On Tuesday, a U.S. Senate committee shot down the White House’s argument that Obama can carry out the campaign without Congress’s approval. Even after hearing a State Department attorney explain that argument — that presidents need Capitol Hill approval when sending troops into “hostilities,” but that the Libyan mission doesn’t qualify — the panel took a vote that rejected it.
But then, by a vote of 14 to 5, the same panel voted to approve a resolution that would authorize the Libyan operation anyway.
The senators voted, in essence, to give Obama the permission he says he doesn’t need.
“Congress and the president are committed to this critical endeavor,” said Sen. John F. Kerry (D-Mass.), who wrote the resolution of approval. “The United States is always strongest when we speak with one voice on foreign policy.”
It’s still unclear when the full Senate will take up the resolution that the committee passed Tuesday.
A similar resolution was voted down in the House of Representatives last week. Then, however, the House also rejected a bill that would have stripped away some funding for operations such as drone strikes and air raids on Libyan defenses by U.S. planes.
The differences between the two chambers is likely — at least in the short term — to give Obama more time to carry out the campaign. The NATO-led operation against the forces of Moammar Gaddafi depends heavily on U.S. forces for intelligence-gathering, surveillance and aerial refueling.
The committee vote to authorize the Libyan operation came after a testy morning, in which several senators criticized the arguments of State Department legal adviser Harold Koh.
Koh was there to explain an argument endorsed by Obama himself.
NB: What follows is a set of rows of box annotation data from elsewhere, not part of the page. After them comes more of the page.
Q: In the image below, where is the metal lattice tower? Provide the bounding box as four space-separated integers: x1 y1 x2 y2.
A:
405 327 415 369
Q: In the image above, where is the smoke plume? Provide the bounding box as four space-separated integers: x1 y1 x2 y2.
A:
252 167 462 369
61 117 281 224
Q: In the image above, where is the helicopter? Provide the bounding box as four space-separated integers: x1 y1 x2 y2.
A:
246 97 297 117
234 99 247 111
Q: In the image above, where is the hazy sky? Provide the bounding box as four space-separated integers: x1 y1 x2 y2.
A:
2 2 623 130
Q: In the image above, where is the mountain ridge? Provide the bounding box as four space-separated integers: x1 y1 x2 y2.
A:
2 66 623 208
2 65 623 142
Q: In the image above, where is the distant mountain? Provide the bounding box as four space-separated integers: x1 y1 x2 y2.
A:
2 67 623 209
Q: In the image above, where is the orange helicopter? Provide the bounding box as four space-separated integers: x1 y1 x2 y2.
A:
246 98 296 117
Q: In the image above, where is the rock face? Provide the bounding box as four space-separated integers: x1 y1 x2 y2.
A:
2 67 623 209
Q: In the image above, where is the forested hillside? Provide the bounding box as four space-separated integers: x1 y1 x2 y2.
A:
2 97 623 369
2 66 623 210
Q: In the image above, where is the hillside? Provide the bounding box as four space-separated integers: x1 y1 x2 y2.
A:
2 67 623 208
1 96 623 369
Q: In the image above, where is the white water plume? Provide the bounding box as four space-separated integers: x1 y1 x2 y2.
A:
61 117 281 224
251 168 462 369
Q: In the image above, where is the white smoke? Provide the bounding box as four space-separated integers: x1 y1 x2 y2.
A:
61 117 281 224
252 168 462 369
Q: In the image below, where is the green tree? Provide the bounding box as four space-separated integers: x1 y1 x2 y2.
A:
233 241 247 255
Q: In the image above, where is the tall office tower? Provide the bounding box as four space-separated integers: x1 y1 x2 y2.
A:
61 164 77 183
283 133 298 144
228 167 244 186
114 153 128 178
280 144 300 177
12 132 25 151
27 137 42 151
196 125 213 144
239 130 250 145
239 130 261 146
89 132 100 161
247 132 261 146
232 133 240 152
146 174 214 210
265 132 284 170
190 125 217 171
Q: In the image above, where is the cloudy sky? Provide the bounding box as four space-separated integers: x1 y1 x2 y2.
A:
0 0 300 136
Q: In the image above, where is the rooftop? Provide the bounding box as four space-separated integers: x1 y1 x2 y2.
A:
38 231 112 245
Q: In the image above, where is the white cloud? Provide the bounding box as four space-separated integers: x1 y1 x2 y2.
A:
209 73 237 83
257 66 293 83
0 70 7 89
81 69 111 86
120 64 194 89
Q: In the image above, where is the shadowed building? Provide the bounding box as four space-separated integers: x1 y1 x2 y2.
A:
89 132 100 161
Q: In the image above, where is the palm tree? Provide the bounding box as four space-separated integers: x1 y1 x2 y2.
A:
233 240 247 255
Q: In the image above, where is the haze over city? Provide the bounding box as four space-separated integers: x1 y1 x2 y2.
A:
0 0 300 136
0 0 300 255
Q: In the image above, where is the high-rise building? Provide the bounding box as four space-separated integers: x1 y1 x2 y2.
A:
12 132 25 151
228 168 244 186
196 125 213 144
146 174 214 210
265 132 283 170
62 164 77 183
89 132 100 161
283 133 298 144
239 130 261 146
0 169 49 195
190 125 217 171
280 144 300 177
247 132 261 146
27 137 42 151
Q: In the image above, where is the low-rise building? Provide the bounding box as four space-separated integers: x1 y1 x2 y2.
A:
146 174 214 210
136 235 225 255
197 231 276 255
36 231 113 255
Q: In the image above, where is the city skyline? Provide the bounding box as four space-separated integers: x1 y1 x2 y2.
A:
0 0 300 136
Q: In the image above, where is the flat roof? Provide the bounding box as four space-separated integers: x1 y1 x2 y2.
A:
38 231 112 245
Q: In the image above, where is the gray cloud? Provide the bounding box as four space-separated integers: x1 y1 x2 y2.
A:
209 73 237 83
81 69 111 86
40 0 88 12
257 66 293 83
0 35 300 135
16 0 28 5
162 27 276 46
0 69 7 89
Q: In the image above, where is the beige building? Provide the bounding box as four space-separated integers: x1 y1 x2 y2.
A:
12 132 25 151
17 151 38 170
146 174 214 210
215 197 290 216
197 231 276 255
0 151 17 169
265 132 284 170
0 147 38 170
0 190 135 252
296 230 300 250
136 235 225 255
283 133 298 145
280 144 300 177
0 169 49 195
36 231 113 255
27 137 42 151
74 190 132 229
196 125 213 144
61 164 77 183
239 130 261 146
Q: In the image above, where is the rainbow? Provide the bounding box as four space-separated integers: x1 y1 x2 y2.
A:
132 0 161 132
The argument centers on a single word in the 1973 War Powers Resolution, a Nixon-era law intended to prevent presidents from sending forces into “hostilities” without congressional say-so.
Obama’s argument — as explained by Koh — was that what’s happening in Libya does not count as “hostilities.” That, Koh said, is because U.S. forces play a supporting role, there is little risk of escalation, and because Libyan forces are so battered that there is little risk they will shoot back effectively.
That argument only served to inflame legislators in the House, where several said it did not pass a “straight-face test.” It attracted similar criticism from several members of the Senate panel.
“If the United States encountered persons carrying out similar activities” in support of al-Qaeda against the United States, said Sen. Richard G. Lugar (Ind.), the ranking Republican on the committee, “we would certainly deem them to be participating in hostilities against us.”
Later, the committee approved an amendment authored by Lugar, which rejected Koh’s argument. “United States military operations in Libya . . . constitute hostilities within the meaning of the War Powers Resolution,” the amendment said.
If the resolution passed both houses of Congress, it would amount to a rhetorical swipe at Obama. But it would leave him free to pursue the same course in Libya that he is pursuing now.